İstanbulspor ile en büyük hayalinin gerçekleştiğini söyleyen Fatih Tekke, “İstanbulspor şampiyon oldu. Ben buraya gelirken de tanımıyorduk birbirimizi, aradaki bir dostumuzun bir sözüyle geldik. İstanbulspor’dan önceki antrenörlük tecrübem 9-10 yıl önce 1. Lig’de Kayseri Erciyespor’daydı. İstanbulspor’da başkandan başka, As Başkanımız Ömer ve Furkan ağabeyimiz var, onun haricinde kimseyle görüşmeniz gereken bir şey yok. Dolayısıyla tam çalışılacak yer. Biz de sevdik, hep buradayız. Evimizden uzak hep burada kaldık. Sahada birçok şeyi deneme imkanı bulduk. İlk geldiğimde takım diye bir şey yoktu, yanılmıyorsam 57 tane kiralık oyuncu vardı. İstanbulspor doğru gözlerle, doğru analiz yapıp en maliyetsiz oyuncuyu bulmak zorunda. İstanbulspor çok zor günlerden geldi. Bunda sadece kendim diyemem, benden önce Yalçın Koşukavak demeliyim. Daha sonrasında dünya futbolunda denenmemiş birçok şeyi burada denedik. Ben bunu başkana da söylemiştim. O bize çok büyük tecrübe oldu. Sonrasında temelini attığımız bir şey var. Bunu çoğu insan seslendirmese de dışarıdaki bu işle ilgilenen birçok insan bunu biliyor. O temelden sonra ayrılmalar oldu, katkıları olanlar oldu. Sonunda da Osman hocanın başarısıyla şampiyon olundu. Bence çok büyük bir başarı. O bütçelerle, o kadar kısa sürede çok büyük başarı. Şimdi yapılması gereken daha büyük bir başarı var, ligde kalabilmek. Bu bütçelerle, kadro yapısıyla, bu kaliteyle beraber ligde kalırsak bence şampiyonluktan çok değerli bir şey olur. Kim ne derse desin kağıt üzerinde kolay gibi gözüküyor ama öyle değiliz. Bizim takımımızın evet, durumu iyi. Hocasıyla, ekibiyle bir şeyler yapmaya çok çalışıyoruz. Oyuncu yetenekleri bazen belirleyici olabiliyor” değerlendirmesinde bulundu.

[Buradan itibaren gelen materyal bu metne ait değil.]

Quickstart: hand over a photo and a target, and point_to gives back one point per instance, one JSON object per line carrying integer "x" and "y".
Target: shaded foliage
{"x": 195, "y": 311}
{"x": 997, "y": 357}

“Bu tip kararlar verilirken, bize kimse bir şey sormaz”
Tekke, Türkiye Futbol Federasyonu’nun, bu yıl Süper Lig’den düşecek takım sayısını 2’ye indirmesiyle ilgili olarak ise “Ülkede bu tip kararlar verilirken, bize kimse bir şey sormaz, İstanbulspor’a da soracağını zannetmiyorum. Burada bu işi belirleyen şeyler vardır, kulüpler vardır, camialar vardır, doğru değildir. Ligden 2 takımın düşmesi, düşmemesi bunların hepsinin her duruma hazır olması gereken bir şeydir. Kaç yıldır bu lig oynanıyor. Dünyada oynanır, örnekleri var. Benim ilgilendiğim bir konu değil. Ülkede karar vericiler hep güçlüler oluyor. Doğrular hiç karar vermiyor ama hep güçlüler veriyor” dedi.
“VAR olmasa bizim gibi kulüplerin hiçbir şansı kalmazdı”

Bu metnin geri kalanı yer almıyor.